Marcel Winatschek

Grounded

It’s autumn, it’s gray, it’s cold. Someone at a party gave me their virus and now I’m stuck at home, coughing while everyone else is at Watergate getting wasted. I had plans. I wanted to go out. But here I am.

The Useless Web sends me to random pointless websites I’d never visit otherwise. I waste an hour clicking through. I look at old photos of Lindsay Lohan from before everything got weird—back when I thought she was cute. It hits different looking back. Steam’s having a sale where forty-euro games are five bucks. I buy a bunch of stuff I’ll never play and feel like I got a deal, which is enough when my brain’s full of phlegm.

I don’t do anything illegal. Last thing I need is cops confiscating my Winnie-the-Pooh laptop. I drink so much tea I taste like an herb garden. If I’m stupid enough to feel fine, I go to a trashy disco anyway. Probably won’t happen but sometimes it does.

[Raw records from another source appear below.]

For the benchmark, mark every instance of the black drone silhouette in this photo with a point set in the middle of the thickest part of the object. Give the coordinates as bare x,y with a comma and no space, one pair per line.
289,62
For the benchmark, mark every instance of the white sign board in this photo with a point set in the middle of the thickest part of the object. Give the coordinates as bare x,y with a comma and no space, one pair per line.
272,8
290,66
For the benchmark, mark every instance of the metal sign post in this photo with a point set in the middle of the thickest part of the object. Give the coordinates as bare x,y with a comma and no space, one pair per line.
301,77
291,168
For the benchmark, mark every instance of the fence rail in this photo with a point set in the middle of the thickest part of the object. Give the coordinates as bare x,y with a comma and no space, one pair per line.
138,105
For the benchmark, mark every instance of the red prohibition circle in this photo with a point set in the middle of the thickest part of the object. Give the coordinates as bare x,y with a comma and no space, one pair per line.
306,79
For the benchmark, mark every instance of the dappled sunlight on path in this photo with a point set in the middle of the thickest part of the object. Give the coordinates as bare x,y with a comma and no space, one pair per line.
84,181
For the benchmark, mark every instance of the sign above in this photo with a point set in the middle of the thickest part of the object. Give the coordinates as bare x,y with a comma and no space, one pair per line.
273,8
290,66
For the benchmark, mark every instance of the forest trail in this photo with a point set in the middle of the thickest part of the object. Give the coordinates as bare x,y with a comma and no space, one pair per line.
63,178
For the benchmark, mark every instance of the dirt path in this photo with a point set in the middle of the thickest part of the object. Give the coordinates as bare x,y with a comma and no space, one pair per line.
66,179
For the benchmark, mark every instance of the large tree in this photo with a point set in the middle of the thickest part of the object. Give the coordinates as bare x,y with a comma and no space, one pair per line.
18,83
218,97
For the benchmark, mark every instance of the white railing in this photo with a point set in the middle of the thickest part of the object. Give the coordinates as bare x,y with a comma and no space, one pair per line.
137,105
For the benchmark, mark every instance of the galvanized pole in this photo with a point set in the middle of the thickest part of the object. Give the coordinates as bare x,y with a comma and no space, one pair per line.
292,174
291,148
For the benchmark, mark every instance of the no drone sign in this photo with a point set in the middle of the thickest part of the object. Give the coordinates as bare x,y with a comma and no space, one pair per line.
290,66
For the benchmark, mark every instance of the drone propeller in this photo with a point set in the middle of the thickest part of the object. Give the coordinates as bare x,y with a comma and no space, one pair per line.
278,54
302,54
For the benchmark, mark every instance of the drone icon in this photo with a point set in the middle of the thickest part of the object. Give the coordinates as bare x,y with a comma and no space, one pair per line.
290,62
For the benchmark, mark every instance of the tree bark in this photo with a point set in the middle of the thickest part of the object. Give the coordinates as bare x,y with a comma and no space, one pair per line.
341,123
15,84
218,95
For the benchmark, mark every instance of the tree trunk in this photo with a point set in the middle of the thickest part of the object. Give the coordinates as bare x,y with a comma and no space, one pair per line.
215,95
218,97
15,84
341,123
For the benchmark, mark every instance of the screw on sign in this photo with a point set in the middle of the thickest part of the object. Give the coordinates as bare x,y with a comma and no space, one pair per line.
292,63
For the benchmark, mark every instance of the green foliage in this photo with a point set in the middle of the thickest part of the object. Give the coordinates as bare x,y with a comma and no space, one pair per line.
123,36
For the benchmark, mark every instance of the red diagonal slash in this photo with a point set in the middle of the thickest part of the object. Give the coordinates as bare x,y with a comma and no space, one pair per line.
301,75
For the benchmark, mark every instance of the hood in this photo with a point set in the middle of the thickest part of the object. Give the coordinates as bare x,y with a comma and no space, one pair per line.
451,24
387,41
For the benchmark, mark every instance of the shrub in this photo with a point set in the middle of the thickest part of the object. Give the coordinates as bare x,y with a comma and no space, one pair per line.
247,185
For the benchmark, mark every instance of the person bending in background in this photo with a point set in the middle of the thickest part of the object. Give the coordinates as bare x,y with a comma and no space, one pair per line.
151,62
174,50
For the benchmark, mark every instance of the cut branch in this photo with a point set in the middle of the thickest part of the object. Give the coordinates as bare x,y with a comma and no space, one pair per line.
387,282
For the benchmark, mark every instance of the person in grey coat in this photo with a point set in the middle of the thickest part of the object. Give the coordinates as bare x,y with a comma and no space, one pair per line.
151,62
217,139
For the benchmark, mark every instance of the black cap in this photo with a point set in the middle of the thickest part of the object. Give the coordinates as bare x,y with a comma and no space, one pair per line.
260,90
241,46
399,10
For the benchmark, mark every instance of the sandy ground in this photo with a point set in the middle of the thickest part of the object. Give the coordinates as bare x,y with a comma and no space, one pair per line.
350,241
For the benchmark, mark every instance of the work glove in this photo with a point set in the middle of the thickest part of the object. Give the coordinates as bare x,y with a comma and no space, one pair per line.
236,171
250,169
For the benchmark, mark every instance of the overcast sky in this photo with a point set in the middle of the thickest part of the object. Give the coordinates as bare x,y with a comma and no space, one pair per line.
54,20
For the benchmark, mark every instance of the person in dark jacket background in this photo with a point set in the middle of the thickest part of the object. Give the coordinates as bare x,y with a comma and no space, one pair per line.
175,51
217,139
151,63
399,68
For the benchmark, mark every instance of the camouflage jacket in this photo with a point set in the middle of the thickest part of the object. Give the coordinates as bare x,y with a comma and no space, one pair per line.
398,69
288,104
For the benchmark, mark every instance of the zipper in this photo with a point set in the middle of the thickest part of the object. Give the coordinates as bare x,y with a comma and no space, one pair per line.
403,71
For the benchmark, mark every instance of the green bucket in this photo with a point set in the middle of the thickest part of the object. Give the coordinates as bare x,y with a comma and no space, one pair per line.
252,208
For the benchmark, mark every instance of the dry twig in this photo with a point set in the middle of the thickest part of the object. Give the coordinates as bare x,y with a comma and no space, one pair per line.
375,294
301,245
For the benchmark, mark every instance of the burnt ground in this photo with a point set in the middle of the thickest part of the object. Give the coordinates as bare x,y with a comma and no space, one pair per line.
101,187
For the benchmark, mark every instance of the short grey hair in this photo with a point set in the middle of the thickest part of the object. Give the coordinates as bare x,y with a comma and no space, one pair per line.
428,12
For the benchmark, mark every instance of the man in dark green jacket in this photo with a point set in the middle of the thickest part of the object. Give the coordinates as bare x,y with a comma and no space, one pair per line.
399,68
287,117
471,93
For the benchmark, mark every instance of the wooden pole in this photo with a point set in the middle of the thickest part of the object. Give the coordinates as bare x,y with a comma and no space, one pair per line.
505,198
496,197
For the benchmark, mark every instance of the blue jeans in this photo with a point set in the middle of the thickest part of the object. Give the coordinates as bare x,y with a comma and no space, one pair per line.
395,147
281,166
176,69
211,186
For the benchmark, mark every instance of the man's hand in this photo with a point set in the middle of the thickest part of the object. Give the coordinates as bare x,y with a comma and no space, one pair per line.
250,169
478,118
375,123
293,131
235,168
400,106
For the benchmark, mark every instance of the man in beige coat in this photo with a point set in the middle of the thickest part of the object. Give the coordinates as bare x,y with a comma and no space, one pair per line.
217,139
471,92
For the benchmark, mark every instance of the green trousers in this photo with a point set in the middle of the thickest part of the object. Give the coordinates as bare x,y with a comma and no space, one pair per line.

Better move: invite someone over. Hot water bottles, melted cheese, Entourage on my laptop under blankets. If it’s someone I want and the warmth and proximity turns into sex—sweaty and rushed and desperate in that good way—that’s not a bad sick day. I could ask my grandfather if he wants to cover my modeling gigs next week. He’s got the figure. More realistically, I’m grateful I don’t have a boyfriend right now. Mary-Kate Olsen’s probably feeling the same thing.

The last one: I do this exact same thing whether I’m sick or not. That’s the depressing part. That’s what gets me.